2.1. Creating the DNS records

Next, we need to create the following DNS records

  • api.<cluster-name>.<basedomain> – Esta será la FQDN de la API de Kubernetes
  • *.apps.<cluster-name>.<basedomain> – Aquí se desplegarán los servicios de Ingress, que entre otros nos darán acceso a la consola de Openshift

The IPs should be outside of the DHCP range configured previously

Once this is done, our network will be ready for the deployment.

Step 3: Deploying Openshift

If we have come this far, we have everything ready to move forward with the deployment of our cluster!

First of all, we will create an installation folder where the installation data, logs and temporary installation data will be stored.

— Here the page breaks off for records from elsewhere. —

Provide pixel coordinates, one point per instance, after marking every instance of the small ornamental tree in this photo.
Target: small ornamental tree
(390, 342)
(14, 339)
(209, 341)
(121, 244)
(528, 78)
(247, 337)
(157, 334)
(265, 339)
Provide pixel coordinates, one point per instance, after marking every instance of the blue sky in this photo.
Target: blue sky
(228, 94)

mkdir /home/juan/openshift/install

Then, we can begin with the installation process

./openshift-install create cluster --dir=/home/juan/openshift/install --log-level=info

The script will start and ask for some information:

  • Publica SSH key – Here we choose the public key created in the step 1.2
  • Platform – We will select vSphere
  • vCenter – our vCenter IP or FQDN
  • Username – Our vCenter username
  • Password – Our vCenter password
  • Datastore – The datastore where the VMs will be deployed
  • Network – The network configured in the step 2
  • VIP for API – The DNS registered IP for the API
  • VIP for Ingress – The DNS registered IP for the ingress
  • Base Domain – Our Base Domain
  • Cluster Name – The cluster name, it must match with the DNS record
  • Pull secret – Here we paste the content of the txt downloaded from Red Hat site in the step 1

With this data, the installer will start to work and for us… It´s coffee time! because it will take long…

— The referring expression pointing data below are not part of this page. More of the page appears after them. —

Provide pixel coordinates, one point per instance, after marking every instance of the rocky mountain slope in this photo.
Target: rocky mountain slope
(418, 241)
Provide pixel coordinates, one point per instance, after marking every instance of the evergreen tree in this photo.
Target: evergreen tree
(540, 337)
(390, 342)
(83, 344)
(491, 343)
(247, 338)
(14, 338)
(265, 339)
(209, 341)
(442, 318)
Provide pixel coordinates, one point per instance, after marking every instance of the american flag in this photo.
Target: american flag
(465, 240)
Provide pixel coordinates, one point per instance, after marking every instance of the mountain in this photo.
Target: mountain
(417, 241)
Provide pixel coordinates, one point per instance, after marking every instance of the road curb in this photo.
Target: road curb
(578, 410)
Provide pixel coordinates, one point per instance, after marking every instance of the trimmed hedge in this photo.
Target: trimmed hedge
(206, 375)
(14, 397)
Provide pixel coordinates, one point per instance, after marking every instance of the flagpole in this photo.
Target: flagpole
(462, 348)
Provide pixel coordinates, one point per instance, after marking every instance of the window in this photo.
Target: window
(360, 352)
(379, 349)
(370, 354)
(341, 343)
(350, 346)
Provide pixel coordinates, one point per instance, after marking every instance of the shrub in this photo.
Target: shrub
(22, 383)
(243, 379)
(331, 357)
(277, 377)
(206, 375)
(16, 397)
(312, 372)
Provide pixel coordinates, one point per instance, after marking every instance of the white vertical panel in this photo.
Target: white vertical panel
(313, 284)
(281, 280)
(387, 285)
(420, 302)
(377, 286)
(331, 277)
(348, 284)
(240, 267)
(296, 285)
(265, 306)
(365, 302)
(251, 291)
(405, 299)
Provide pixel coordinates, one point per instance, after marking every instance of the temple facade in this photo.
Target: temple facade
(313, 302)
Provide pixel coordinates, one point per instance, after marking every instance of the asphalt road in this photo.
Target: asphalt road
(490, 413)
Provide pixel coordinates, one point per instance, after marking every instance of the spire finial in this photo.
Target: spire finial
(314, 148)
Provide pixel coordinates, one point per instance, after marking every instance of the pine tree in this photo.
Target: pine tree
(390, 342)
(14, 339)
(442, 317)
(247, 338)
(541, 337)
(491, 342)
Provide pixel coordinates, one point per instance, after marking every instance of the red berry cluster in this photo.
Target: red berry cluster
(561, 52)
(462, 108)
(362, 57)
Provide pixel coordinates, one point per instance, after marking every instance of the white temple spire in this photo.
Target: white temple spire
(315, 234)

Once the installation is done, the wizard will indicate the URL to access the console and the default password:

The kubeconfig is located in the installation folder inside the auth subdirectory and we can use it with kubectl or oc, or move it to our ~/.kube directory to be the default kubeconfig:

3.1 Deploying a test Pod

Within the console, we can start creating projects and “play” with Kubernetes. For example, to finish this entry, we are going to create a test Pod:

  • Go to the Projects section and click on Create Project:
  • This will create a new namespace within our kubernetes cluster, we will call this project, nginx:
  • Then, in the side menu, go to Workloads – Pods, choose your project and click on “Create Pod”.
  • Here we can apply our yaml, and create our pod:
  • After a few seconds, our pod will be ready, we will be able to verify it both in the console and with kubectl/oc:


I hope you have enjoyed reading this post as much as I have enjoyed during this lab, as always, any feedback it´s greatly appreciated.